More like 2GB+...3GB would be enough I think


----------



## pantherx12 (Jul 21, 2012)

_ALB_R3D X said:


> More like 2GB+...3GB would be enough I think



 That's crazy, I really need to give bf3 a try.


----------



## scaminatrix (Jul 21, 2012)

Do me do me! My budget's £130 (actually £100 but going over for the right monitor); is there much better than this for the price?

LG IPS235V IPS LCD LED 23" HDMI Monitor | Ebuyer.c...

14ms response time is the only bit that makes me wonder.


----------



## pantherx12 (Jul 21, 2012)

scaminatrix said:


> Do me do me! My budget's £130 (actually £100 but going over for the right monitor); is there much better than this for the price?
> 
> LG IPS235V IPS LCD LED 23" HDMI Monitor | Ebuyer.c...
> 
> 14ms response time is the only bit that makes me wonder.



BAM instant upgrade http://www.aria.co.uk/Products/Moni...descreen+LCD+Monitor+-+Black+?productId=48448 same price.

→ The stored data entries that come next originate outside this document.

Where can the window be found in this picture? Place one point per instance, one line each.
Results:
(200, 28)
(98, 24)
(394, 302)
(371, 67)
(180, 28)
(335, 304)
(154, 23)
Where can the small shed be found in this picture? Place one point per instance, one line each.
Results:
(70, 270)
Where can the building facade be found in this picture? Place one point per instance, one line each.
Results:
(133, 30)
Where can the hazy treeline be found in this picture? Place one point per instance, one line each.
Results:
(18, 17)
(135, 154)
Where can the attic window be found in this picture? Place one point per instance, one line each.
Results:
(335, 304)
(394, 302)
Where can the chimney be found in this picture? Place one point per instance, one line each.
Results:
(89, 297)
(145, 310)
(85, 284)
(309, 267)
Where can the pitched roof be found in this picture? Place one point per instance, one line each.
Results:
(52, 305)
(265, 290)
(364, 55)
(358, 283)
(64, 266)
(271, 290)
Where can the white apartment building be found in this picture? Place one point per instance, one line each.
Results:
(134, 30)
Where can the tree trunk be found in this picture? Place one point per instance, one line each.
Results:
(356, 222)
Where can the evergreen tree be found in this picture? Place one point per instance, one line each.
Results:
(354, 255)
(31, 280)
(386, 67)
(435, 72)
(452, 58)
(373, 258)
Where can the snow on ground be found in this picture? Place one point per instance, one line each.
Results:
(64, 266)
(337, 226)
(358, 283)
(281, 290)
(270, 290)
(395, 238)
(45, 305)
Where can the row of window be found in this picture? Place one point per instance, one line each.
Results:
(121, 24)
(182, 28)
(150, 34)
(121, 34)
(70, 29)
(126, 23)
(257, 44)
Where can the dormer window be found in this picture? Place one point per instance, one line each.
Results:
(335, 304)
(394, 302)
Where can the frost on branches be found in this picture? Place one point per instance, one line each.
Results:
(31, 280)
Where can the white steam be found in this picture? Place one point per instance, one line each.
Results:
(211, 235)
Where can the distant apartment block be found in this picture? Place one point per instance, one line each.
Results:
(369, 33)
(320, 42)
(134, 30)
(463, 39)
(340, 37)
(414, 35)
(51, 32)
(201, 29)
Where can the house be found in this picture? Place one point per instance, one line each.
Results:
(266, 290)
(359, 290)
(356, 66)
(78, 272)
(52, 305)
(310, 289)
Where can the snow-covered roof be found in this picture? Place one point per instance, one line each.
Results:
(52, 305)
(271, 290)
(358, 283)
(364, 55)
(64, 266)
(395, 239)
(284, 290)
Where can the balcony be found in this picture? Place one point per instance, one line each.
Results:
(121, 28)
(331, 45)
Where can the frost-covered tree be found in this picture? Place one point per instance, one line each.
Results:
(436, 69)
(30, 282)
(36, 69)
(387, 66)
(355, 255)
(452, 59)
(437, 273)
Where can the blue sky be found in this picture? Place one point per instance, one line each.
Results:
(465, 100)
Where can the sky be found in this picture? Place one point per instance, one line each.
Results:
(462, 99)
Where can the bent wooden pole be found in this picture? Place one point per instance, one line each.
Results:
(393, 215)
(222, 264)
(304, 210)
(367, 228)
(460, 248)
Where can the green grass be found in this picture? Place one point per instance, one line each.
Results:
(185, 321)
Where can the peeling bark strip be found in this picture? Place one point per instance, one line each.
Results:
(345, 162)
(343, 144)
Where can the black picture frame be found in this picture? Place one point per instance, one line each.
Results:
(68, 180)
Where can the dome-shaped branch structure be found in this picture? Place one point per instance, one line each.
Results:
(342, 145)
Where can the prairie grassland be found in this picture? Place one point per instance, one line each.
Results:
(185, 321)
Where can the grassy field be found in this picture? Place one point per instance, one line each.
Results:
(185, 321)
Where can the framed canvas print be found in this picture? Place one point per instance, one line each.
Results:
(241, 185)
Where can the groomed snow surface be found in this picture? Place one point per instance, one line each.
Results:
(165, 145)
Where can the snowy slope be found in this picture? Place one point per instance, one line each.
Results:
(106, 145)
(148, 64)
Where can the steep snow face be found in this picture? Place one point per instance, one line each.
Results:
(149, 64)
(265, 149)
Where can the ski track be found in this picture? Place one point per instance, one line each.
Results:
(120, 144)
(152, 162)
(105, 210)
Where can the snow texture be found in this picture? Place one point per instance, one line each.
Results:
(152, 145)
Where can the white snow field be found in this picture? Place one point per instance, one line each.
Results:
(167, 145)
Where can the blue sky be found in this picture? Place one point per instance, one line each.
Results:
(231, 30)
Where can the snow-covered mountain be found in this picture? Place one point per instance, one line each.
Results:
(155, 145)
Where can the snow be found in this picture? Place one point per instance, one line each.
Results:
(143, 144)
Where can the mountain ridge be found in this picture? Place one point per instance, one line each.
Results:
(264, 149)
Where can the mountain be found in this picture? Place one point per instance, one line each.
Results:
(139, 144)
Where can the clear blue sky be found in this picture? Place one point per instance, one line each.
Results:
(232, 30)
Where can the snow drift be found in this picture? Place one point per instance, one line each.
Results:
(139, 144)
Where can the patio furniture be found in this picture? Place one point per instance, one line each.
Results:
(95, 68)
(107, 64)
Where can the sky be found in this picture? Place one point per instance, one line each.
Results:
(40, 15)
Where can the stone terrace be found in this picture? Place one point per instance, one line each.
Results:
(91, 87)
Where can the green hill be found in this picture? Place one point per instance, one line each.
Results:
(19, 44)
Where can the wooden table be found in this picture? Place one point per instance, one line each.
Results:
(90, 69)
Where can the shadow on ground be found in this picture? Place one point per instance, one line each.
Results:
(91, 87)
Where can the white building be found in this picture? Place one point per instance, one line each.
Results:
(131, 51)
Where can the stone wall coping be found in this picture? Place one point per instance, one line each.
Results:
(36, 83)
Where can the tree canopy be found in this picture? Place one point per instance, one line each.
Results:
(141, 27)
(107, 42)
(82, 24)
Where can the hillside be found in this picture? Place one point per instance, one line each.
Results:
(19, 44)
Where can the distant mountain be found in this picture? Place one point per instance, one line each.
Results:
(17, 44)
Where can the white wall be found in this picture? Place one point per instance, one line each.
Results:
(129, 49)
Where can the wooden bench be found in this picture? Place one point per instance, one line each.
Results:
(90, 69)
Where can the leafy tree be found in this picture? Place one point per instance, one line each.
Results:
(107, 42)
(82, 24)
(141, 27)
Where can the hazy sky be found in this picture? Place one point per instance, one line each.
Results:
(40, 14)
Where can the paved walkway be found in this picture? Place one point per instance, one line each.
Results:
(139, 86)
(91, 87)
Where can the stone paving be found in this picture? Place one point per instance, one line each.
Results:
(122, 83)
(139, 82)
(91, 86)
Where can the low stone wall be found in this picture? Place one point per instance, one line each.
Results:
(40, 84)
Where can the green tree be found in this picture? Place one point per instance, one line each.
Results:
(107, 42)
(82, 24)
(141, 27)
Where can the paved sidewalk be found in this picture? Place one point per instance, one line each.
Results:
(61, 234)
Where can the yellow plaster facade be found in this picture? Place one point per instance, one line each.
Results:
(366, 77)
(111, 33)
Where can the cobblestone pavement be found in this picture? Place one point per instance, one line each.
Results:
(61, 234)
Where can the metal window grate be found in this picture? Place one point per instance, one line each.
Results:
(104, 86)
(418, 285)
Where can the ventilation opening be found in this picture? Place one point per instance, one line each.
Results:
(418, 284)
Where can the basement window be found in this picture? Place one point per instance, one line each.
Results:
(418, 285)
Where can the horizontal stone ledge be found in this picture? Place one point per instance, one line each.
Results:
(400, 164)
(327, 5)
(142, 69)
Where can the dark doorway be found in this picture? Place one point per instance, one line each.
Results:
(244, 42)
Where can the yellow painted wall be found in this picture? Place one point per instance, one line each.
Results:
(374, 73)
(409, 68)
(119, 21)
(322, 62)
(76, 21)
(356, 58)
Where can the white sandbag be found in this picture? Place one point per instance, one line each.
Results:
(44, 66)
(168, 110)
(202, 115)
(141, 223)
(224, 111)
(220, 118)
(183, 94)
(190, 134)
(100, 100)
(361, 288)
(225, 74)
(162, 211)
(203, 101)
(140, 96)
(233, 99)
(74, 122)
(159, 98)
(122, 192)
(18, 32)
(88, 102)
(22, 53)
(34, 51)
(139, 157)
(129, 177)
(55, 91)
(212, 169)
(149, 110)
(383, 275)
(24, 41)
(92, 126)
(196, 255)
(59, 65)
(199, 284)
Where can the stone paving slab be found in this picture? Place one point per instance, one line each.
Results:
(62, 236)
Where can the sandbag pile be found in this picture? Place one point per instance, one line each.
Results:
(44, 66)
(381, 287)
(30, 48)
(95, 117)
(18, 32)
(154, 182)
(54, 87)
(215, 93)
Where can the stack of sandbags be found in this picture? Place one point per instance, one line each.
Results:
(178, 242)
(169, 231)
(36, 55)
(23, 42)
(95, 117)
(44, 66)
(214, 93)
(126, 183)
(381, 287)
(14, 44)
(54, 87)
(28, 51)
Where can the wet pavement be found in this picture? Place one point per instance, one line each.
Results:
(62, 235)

I recommend looking here rather than else where, Aria has mad prices


----------



## scaminatrix (Jul 21, 2012)

I take it the one on ebuyer is a cheapy IPS? (I'm currently  not in the know ) I'm gagging for a new monitor. Been using a 17" 1280x1024 for years, and just got a 22" HDTV and man the picture is terrible, even after getting everything set up properly.

There's no point looking at 120Hz montors within my budget so is this one definitely better than this one? I thought the IPS screen would have been better. Looks like you just saved me from a silly decision


----------



## pantherx12 (Jul 21, 2012)

scaminatrix said:


> I take it the one on ebuyer is a cheapy IPS? (I'm currently  not in the know ) I'm gagging for a new monitor. Been using a 17" 1280x1024 for years, and just got a 22" HDTV and man the picture is terrible, even after getting everything set up properly.
> 
> There's no point looking at 120Hz montors within my budget so is this one definitely better than this one? I thought the IPS screen would have been better. Looks like you just saved me from a silly decision



Yeah man no point getting an IPS for that much. (It would be great if your only using photoshop and web browsing mind you)

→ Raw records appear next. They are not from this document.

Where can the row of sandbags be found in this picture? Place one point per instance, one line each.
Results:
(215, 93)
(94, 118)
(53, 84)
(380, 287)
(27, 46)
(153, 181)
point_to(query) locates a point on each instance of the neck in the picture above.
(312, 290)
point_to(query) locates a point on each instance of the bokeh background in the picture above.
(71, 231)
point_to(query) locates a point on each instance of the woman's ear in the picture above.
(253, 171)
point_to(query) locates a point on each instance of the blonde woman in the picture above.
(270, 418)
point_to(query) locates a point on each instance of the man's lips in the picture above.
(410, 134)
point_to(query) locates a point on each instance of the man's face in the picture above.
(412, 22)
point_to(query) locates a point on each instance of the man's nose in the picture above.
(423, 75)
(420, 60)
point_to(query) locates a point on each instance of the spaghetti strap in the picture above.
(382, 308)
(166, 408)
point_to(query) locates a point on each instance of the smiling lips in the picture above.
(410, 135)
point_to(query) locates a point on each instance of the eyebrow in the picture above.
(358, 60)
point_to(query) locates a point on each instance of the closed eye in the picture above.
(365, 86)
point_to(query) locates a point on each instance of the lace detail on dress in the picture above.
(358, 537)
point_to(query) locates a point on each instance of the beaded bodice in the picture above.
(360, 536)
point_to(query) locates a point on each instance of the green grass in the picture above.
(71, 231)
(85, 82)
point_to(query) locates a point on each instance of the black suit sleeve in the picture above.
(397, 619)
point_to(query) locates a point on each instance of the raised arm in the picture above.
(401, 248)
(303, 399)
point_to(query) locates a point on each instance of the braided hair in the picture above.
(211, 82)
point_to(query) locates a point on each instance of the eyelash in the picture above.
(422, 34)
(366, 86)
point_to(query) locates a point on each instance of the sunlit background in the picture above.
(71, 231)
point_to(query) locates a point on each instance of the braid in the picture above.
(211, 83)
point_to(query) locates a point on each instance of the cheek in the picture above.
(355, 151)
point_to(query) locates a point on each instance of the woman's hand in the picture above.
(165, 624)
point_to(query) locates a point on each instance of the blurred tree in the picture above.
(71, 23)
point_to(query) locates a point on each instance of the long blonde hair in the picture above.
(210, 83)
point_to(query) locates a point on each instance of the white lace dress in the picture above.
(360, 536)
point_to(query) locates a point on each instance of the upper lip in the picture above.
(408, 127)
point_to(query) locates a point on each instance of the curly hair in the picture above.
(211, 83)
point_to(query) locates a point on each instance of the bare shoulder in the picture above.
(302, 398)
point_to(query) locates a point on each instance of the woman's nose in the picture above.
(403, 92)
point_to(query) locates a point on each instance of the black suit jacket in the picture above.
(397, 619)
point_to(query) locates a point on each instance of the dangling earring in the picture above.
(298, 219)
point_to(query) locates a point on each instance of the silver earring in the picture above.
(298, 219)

Better to save another 100 and get the yamakasi catleap 27"


----------



## scaminatrix (Jul 21, 2012)

I was thinking about the Catleap, but I'm no good at saving and I wouldn't feel comfy buying a monitor that res without having the money to upgrade GPU too.

This one no good then? Any one from this page basically  Would be really nice to save the space and the extra £20 or so. 22" is the size of my case side on; 24" might just be a smidgin too big.

Man, I can't believe I'm restricted on the size of my monitor. Bad state of affaisr


----------



## pantherx12 (Jul 21, 2012)

scaminatrix said:


> I was thinking about the Catleap, but I'm no good at saving and I wouldn't feel comfy buying a monitor that res without having the money to upgrade GPU too.
> 
> This one no good then? Any one from this page basically  Would be really nice to save the space and the extra £20 or so. 22" is the size of my case side on; 24" might just be a smidgin too big.
> 
> Man, I can't believe I'm restricted on the size of my monitor. Bad state of affaisr



I'd actually go the the AOC monitor, I'm not 100% certain but I think it uses an LG or Samsung LCD anyway. ( It's a lot cheaper because the other monitors on that page are LED, LED has no quality advantage it just uses less power and takes up less space)

I've got the cheapest AOC 22 you can get ( vga boo!) and picture quality is fine aside from the VGA blur I get. ( the screen in mine is a samsung)

You'd have a lot more money to spend on other things as well.

reviews! http://www.testfreaks.co.uk/monitors/aoc-f22plus/


----------



## scaminatrix (Jul 21, 2012)

And that's amazing! I'll just grab a DVI-HDMI adaptor or cable. I love you. My wallet loves you too


----------



## El_Mayo (Aug 3, 2012)

The monitors I found on Scan.co.uk:
Acer
Iiyama
Asus
and this one on eBuyer which is on sale

It's too close, I'm tempted to buy the cheapest one (Samsung)


----------



## pantherx12 (Aug 3, 2012)

El_Mayo said:


> The monitors I found on Scan.co.uk:
> Acer
> Iiyama
> Asus
> ...



I'd get this myself https://www.aria.co.uk/SuperSpecial...descreen+LCD+Monitor+-+Black+?productId=47176

More connectivity options than the samsung, I hate HDMI


----------



## El_Mayo (Aug 3, 2012)

pantherx12 said:


> I'd get this myself https://www.aria.co.uk/SuperSpecial...descreen+LCD+Monitor+-+Black+?productId=47176
> 
> More connectivity options than the samsung, I hate HDMI



Ahh I just noticed I can get £20 cashback on the Samsung so I'm gonna get that


----------



## BumbleBee (Aug 3, 2012)

she doesn't come with the monitor. I would go with the Iiyama.


----------